Reversed and remanded.

. “In the later ease of Davis v. United States, 165 U.S. [373] 375, 17 S.Ct. 360, 362, 41 L.Ed. 750, where the defendant was convicted of murder and his chief defense was insanity, the Supreme Court reviewed the charge of the lower court to the extent of considering specifically that portion where the trial court defined insanity as follows: ‘The term “insanity,” as used in this defense, means such a perverted and deranged condition of the mental and moral faculties as to render a person incapable of distinguishing between right and wrong, or unconscious at the time of the nature of the act he is committing, or where, though conscious of it, and able to distinguish between right and wrong, and know that the act is wrong, yet his will — by which I mean the governing power of his mind— has been otherwise than voluntarily so completely destroyed that his actions are not subject to it, but are beyond his control.’

“The Court, commenting upon this portion of the charge of the trial court, said: ‘Although the court, in addition to this specific language, enlarged upon the Question, in its charge in reference to the matter of insanity covering several pages of the record, and containing quotations from many adjudged cases, we find nothing which qualifies or restricts the definition as above quoted.’ Thus the court clearly indicated that, had the portion of the charge above quoted been limited or restricted in other portions of the charge, it would have been regarded as error.” Smith v. United States, 59 App.D.C. 144, 36 F.2d 548, 550, 70 A.L.R. 654.

. “It is the contention of the defense that the mental and emotional qualities of petitioner were of such a level at the time of the crime that he was incapable of deliberation and premeditation although he was then sane in the usual legal sense. He knew right from wrong. See M’Naghten Rules, 10 C. & F. 200, 210. His will was capable of controlling his impulses. Smith v.

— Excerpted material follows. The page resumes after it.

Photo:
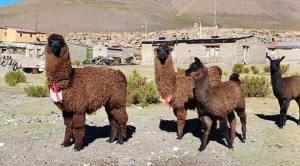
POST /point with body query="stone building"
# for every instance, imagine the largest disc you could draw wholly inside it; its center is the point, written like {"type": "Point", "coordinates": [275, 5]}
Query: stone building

United States, 59 App.D.C. 144, 36 F.2d 548, 70 A.L.R. 654.” Fisher v. United States, 328 U.S. 463, 466, 66 S.Ct. 1318, 1320, 90 L.Ed. 1382.

. Durham v. United States, 94 U.S.App.D.C. 228, 214 F.2d 862, 45 A.L.R.2d 1430.

. “Matters relating to law enforcement in the District are entrusted to the courts of the District. Our policy is not to interfere with the local rules of law which they fashion, save in exceptional situations where egregious error has been committed.” Fisher v. United States, 328 U.S. 463, 476, 66 S.Ct. 1318, 1325, 90 L.Ed. 1382.

. Davis v. United States, 165 U.S. 373, 375, 17 S.Ct. 360, 41 L.Ed. 750, 160 U.S. 469, 486, 16 S.Ct. 353, 40 L.Ed. 499; Lee v. United States, 5 Cir., 91 F.2d 326, 330-331.

. The charge on insanity in this case, copied as appendix “A” to the dissenting opinion on original hearing, 229 F.2d 608, et seq., was modeled after the charge in United States v. Chisholm, C.C.S.D. Ala., 153 F. 808, which in turn had borrowed from the charge copied in Hotema v. United States, 186 U.S. 413, 416, 22 S.Ct. 895, 46 L.Ed. 1225. There was, however, the significant addition in two places in the instant charge of the conjunctive clause, “and he did not then know the difference between right and wrong.” Further, the last paragraph of the charge on insanity in this case, 229 F.2d 610, was borrowed from an expression appearing about the middle of page 815 of 153 F., United States v. Chisholm, supra, but omitted the further requirement of the test there expressed, “and the absence of insane delusions respecting the same.”